Media release

Medical expenses a small part of total out of pocket costs for health care

AMA President, Dr Steve Hambleton, said today that out of pocket
expenses for health care is a serious and sensitive issue for
Australian families that deserves a factual and credible debate, not
rhetoric and misinformation.

“Out of pocket costs are a reality in health care, primarily because
the Medicare Benefits Schedule (MBS) fees, and therefore rebates, have
fallen well behind the true cost of providing quality health services
to the Australian community,” Dr Hambleton said.

“OECD data show that in countries where Governments make high
contributions to health expenditure – the Netherlands and the United
Kingdom, for example – the out of pocket costs are lower.

“But successive Australian Governments have failed to properly index
the MBS.  Because annual indexation of the MBS is lower than the CPI
and the Labour Price Index, the Government contribution for medical
services is reduced over time and patient gap payments grow.

“And private health insurers make their own decisions about the amount
of benefits they pay for medical services.

“Even taking this into account, the average out of pocket expenses for
medical services is $125 a year, which is 11.5 per cent of the $1082
average out of pocket expenses per person per year.

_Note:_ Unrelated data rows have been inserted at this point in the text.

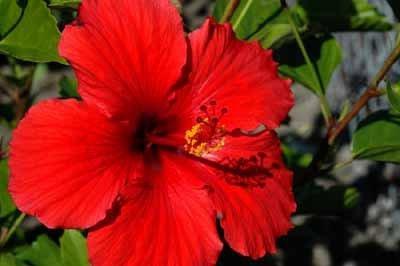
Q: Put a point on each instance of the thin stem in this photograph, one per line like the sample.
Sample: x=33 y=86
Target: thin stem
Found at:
x=326 y=111
x=370 y=93
x=229 y=10
x=14 y=227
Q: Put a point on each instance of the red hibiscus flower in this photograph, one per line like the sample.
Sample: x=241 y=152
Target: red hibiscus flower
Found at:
x=174 y=133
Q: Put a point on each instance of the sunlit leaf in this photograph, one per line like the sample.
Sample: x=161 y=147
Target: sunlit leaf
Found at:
x=325 y=54
x=265 y=21
x=42 y=252
x=68 y=87
x=393 y=93
x=64 y=3
x=73 y=249
x=377 y=137
x=30 y=32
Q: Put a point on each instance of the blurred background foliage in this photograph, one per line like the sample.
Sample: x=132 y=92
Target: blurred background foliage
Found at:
x=348 y=206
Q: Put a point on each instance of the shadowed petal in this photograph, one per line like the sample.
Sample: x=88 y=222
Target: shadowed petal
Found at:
x=126 y=54
x=68 y=163
x=169 y=221
x=252 y=192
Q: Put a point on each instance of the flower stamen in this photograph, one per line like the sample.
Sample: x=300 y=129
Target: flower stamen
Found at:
x=207 y=135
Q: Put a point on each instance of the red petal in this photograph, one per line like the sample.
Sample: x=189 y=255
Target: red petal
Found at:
x=255 y=202
x=168 y=222
x=126 y=54
x=239 y=76
x=68 y=163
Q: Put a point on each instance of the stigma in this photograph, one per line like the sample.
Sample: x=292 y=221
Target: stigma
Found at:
x=207 y=135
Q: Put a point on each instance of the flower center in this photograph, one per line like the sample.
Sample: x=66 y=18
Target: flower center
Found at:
x=207 y=135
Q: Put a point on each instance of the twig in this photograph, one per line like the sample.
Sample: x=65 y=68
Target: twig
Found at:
x=333 y=132
x=370 y=93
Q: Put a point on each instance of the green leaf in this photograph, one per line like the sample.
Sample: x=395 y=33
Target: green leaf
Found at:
x=393 y=93
x=377 y=137
x=30 y=32
x=7 y=206
x=395 y=4
x=43 y=252
x=68 y=87
x=344 y=15
x=324 y=52
x=73 y=249
x=265 y=21
x=330 y=201
x=295 y=159
x=7 y=259
x=65 y=3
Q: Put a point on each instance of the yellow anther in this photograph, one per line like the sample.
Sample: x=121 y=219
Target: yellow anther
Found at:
x=204 y=138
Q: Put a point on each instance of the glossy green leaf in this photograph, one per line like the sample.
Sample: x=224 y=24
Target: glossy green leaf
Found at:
x=65 y=3
x=68 y=87
x=30 y=32
x=42 y=252
x=295 y=159
x=344 y=15
x=73 y=249
x=7 y=259
x=377 y=137
x=265 y=21
x=7 y=206
x=325 y=54
x=393 y=93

“This means that patients’ out of pocket costs for medical expenses
are just 2.2 per cent of the total $5502 average recurrent health
expenditure per person per year.

“This is low when compared to ‘other medications’ which accounts for
$357 – or 33 per cent – of the $1082 average out of pocket expenses
per person per year.

“Out of pocket expenses for dental services declined over the reported
period, but still accounted for $203 of the $1082 yearly average.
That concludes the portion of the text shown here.